By Helen Von Morton
Whether you’re a gym rat or a gym newbie, there are sure to be a few things you can’t figure out. From machines that intimidate, to exercises that hurt, to the innocuous conundrum of what to wear to the gym without looking like you’re trying too hard, let our Inside Fitness experts guide you through overcoming your biggest gym beefs.
Problem: “How can I do a pull-up without looking like an amateur?”
Solution: Rita Catolino, certified personal trainer, motivational speaker, and fitness model says, “Training heavy with a lat pulldown machine is a good starting point. Also, knowing how to engage your latissimus dorsi (the largest back muscle) and ‘think’ with those muscles instead of your arms.” The back
is the muscle group lifting your body weight, so working on eccentrics, or the lowering portion of a rep, can really help. Rita suggests using a pull-up bar over a bench to hoist yourself up. Holding the top position for as long as possible before contracting your back muscles and slowly lowering yourself back down. Weekly reps are a great way to improve back strength and if you’re looking to work out at home, and Rita recommends using superbands to help pit with this movement.
Problem: “I can’t find workout clothes that are a happy medium between too tight and baggy.”
Solution: Don’t worry — Rita faced this challenge when she started her own fitness journey and now she has some great solutions. “Brands like Lululemon, although tight, have an array of colours, styles, and fits. Try buying a size bigger than normal so you don’t feel like a sausage stuffed into its casing,” Rita suggests. For those on more of a budget, local big box stores, like Winners, also have a range of brands at reasonable prices. “Personally, I find that Adidas clothing has the perfect balance of fit, function, and fashion,” Rita shares.
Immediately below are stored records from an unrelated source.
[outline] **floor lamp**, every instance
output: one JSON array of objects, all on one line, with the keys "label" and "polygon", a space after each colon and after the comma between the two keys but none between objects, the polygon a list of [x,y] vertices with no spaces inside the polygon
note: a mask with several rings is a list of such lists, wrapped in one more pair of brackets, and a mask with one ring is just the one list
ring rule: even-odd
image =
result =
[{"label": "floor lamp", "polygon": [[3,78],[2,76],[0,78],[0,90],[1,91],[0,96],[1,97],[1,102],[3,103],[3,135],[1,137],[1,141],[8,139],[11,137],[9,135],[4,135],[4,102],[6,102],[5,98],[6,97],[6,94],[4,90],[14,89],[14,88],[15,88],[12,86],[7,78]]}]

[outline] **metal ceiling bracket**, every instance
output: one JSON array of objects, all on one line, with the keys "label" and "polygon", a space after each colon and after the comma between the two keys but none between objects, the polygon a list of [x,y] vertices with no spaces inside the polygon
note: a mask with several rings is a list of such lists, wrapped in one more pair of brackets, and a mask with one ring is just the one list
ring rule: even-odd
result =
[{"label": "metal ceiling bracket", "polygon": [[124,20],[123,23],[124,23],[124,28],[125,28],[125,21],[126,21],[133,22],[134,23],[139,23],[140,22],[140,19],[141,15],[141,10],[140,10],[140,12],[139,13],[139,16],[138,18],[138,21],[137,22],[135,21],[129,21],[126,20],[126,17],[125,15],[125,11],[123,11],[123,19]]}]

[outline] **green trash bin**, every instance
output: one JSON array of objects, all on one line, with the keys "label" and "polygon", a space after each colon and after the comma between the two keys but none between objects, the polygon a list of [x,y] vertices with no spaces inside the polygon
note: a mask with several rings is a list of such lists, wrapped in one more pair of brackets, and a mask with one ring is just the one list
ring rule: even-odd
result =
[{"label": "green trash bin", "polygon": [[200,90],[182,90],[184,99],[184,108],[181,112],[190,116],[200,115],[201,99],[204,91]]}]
Problem: “I’m bored of my workouts and my body is not changing anymore. It’s been six months of the same old thing. How can I drag my lazy butt into the gym?”
Solution: Keeping things fresh, Luke Veens, CSCS, CPT, BSc, says, is as easy as changing up your workout routine every four to six weeks. “This will not only ensure your body doesn’t hit any plateaus physically, but will also stop boredom and mental plateaus from defeating you before the workout even starts.” Another tip he highly recommends is holding yourself accountable by having someone rely on you to be there. “Whether that means hiring a personal trainer or simply having a workout buddy for regularly scheduled appointments, a little friendly competition in this case doesn’t hurt either.”
Problem: “Once I start working out I’m fine — getting on the treadmill is the hardest part!”
Solution: Grab a skipping rope to get your mojo revved up. “I do a few rounds of jump rope,” Rita says, “The endorphins and energy start to kick in, and the transition to the next machine is a lot easier! The more you sweat, the more you want!” And if you’re a morning exerciser like Rita is, studies have shown that a cuppa Joe can boost energy and increase fat burn. “I like to drink a strong espresso coffee 15 minutes before I work out, first thing in the morning.” Luke agrees with having a pre-run coffee but cautions against a caffeine jolt post-workout, stating, “It could actually have adverse effects as it can increase cortisol levels, which we actually want to come down after a hard workout so that muscles can properly recover.”